There's really no reason for a fourth, well anybody, but a fourth or fifth grader to be seeing naked people on the internet. There's no reason. As we all know, if kids are roaming the world-wide web sometimes you come across stuff that you aren't looking for. My first day at Boys Town and I wanted to look-up something related, by the way, we don’t look at that stuff around her. I was doing some presentation for teenage girls and I wanted to look-up something related to Seventeen Magazine. I typed it into the search engine and I thought, man this page is taking a long time to load. I went and got a cup of coffee, I came back and I had to report myself. Justifiably so. There are a lot of websites that are named in ways that fool kids. We just need to tell our kids and it is helpful to tell them that this is not an angry conversation but here is how we feel about it and here is what we want you to do when you run into it. Let us know. The whole issue with kids and pornography exposure could be entirely different at home with kids but it is part of what happens when we send kids out in the digital age. So, if you are monitoring you will pickup if they have seen it and you will pickup if they were on the site for 30 seconds. In other words, if they clicked, it popped up and they said wo-ho, moving on or if they spent two hours on there. In which case, you're having a conversation. One thing I will tell you one of the reasons kids fail and fear to tell their parents when they run into stuff, whether it's via their cellphone or whether it's on computer, is they are afraid that they will simply get immediately shut down from the privilege of use. The calmer you can stay and the more questions you ask and the kind of saner your consequences are, the more, going back to what we said in the beginning, the technology can actually facilitate conversation, bring you together, and help you work through some things as opposed to setting up a wedge between you.

It does complicates parenting.

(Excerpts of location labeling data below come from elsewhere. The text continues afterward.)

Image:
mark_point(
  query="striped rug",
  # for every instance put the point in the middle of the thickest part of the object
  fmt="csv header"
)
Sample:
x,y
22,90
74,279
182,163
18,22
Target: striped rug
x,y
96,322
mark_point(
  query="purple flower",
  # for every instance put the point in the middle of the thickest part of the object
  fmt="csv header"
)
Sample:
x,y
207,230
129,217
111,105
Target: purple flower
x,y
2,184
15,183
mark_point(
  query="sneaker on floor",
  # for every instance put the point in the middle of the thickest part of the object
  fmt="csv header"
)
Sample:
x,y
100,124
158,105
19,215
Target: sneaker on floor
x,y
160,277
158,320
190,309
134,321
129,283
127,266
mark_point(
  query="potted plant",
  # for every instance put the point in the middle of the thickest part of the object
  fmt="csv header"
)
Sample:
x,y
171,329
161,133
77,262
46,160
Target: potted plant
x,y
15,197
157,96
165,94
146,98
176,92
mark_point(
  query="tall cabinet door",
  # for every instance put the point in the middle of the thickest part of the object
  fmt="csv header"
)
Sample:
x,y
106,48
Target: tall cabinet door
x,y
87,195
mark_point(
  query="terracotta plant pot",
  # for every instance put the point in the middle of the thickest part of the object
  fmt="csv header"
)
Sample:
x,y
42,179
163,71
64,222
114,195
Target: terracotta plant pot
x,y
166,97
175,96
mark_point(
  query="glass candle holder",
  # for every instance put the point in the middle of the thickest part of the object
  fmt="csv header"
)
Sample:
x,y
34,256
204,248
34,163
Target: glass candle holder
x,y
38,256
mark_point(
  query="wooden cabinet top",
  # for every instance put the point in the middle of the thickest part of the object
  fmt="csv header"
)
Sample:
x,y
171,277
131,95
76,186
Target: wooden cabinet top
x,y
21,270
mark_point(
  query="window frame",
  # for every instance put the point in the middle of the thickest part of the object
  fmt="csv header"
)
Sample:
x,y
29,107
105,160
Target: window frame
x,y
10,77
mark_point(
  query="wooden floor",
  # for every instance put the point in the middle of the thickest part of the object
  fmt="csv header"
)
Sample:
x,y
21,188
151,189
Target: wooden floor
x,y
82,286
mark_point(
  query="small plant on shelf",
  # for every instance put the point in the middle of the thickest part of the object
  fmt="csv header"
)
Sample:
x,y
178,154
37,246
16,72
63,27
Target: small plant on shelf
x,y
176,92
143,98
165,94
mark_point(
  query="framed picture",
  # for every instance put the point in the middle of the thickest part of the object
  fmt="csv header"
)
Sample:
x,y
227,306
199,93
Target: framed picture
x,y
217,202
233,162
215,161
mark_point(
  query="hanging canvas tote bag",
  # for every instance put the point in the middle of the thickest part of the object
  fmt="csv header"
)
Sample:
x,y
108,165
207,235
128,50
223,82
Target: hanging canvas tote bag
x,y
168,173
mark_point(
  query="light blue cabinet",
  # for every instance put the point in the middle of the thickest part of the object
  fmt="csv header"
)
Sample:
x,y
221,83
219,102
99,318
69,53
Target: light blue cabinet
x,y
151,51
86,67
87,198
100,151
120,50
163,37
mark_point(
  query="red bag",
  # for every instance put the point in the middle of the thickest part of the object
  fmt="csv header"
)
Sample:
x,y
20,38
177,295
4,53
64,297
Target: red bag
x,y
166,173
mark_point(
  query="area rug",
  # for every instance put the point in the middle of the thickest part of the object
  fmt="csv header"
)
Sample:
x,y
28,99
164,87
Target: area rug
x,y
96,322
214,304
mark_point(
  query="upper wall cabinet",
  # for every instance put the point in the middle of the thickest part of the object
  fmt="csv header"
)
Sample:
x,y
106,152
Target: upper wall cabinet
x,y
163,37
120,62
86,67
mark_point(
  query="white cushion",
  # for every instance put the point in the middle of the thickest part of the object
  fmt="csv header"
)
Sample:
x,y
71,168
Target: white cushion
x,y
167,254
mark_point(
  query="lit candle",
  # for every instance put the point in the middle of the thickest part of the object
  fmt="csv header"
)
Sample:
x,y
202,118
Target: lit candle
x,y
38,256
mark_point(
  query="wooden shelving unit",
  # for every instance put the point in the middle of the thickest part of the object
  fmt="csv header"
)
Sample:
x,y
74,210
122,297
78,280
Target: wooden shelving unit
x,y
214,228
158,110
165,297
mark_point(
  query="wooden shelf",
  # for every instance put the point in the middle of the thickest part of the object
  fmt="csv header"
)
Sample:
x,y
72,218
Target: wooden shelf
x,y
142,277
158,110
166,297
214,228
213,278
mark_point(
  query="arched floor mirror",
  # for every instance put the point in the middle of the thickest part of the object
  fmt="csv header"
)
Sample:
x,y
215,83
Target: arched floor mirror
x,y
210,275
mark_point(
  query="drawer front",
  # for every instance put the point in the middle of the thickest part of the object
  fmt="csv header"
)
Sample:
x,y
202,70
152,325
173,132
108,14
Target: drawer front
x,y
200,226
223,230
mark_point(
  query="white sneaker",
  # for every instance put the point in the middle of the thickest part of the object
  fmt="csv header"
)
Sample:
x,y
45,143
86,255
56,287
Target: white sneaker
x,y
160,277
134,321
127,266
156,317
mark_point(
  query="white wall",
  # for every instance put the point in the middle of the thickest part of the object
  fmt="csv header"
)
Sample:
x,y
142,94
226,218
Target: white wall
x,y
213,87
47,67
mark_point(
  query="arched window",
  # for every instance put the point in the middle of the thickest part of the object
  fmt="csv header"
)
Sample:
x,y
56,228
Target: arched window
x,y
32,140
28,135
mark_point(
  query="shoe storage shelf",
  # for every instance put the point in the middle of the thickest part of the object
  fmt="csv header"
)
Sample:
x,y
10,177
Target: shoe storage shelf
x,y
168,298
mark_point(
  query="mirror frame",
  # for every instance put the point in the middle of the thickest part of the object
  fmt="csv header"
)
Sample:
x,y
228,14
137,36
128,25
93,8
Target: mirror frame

My folks did not have to deal with any of this and in the case of my husband he grew up in Gothenburg, Nebraska and they were on a party line. I mean he didn't even have his own phone, which by the way he doesn't hesitate to point out to the kids, who basically hear “blah, blah, blah” every time he talks about it. The last thing we're going to cover is television. I love this quote from Ernie Kovacs "Television: A medium: so called because it is neither rare nor well done" which I thought really says it all. Kids spend more time with television content than any other form of technology. Most of it is not spent actually watching TV in real-time. Kids are watching TV online. They're watching TV on their smartphones and their cellphones but they are still watching television content. They might be on Hulu but they're watching television content. Once again going back to your hopes and dreams for your kids and who you want your kids to be, please know first of all that there are more televisions in this country in homes than there are homes that have indoor plumbing. Did you know that? There are people who don't have indoor plumbing but they have a TV. With satellite, yes with a dish. Kids on average are consuming over four hours of television content daily. TV is the area where kids are spending a lot of their time. More than 75% of prime-time shows have sexual content in them and that's not even necessarily counting premium channels or paid TV. I'll never forget talking to a dad who was horrified. He said that his six year old came to him the other day and said “Dad, I know everything I need to know about sex.” This came as quite a surprise to his father who asked how did you learn about it. The kid said “I have three words for you dad, HBO.” This is not a good source of information. It might also interest you to know, when we are thinking about our kids and the fact that we want them to be responsible, to practice their faith, to be good citizens, to be honest, respectful and to have some integrity that there is one drinking scene every 22 minutes on television.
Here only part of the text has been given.